Ella dio un grito de alegría, pero al mirarle el rostro con atención, se puso pálida.

—Sí —dijo Raskolnikov con una sonrisa—. He venido por tu cruz, Sonia. Fuiste tú quien me dijo que fuera a la encrucijada; ¿por qué te asustas ahora que ha llegado el momento?

Sonia lo miró asombrada. Su tono le pareció extraño; un frío escalofrío la recorrió, pero en un momento adivinó que el tono y las palabras eran una máscara. Le hablaba apartando la vista, como si evitara encontrarse con sus ojos.

—Mira, Sonia, he decidido que así será mejor. Hay un hecho... Pero es una larga historia y no hay necesidad de discutirla. ¿Pero sabes qué es lo que me indigna? Me molesta que todas esas caras estúpidas y brutales se queden ahí mirándome de hito en hito, fastidiándome con sus preguntas estúpidas, a las que tendré que responder; me señalarán con el dedo... ¡Puaj! ¿Sabes que no voy a ir a ver a Porfiri, ya estoy harto de él?

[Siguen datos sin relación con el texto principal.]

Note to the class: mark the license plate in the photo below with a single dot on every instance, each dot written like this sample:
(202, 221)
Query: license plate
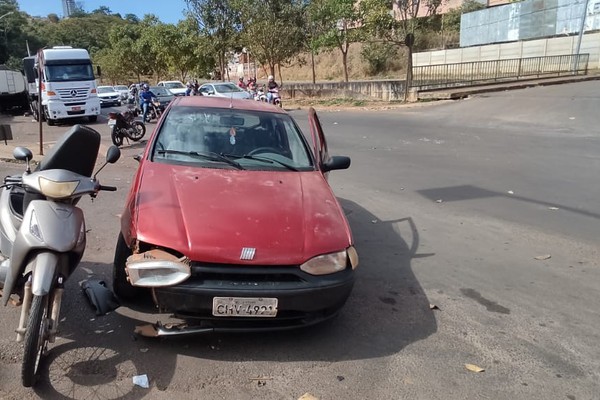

Prefiero ir a ver a mi amigo, el teniente Pólvora; ¡cómo le voy a sorprender, qué sensación voy a causar! Pero tengo que calmarme, me he vuelto demasiado irritable últimamente. ¿Sabes que hace un momento estuve a punto de levantarle el puño a mi hermana porque se volvió para echarme un último vistazo? ¡Es un estado brutal en el que me encuentro! ¡Ay! ¡A qué estoy llegando! Bueno, ¿dónde están las cruces?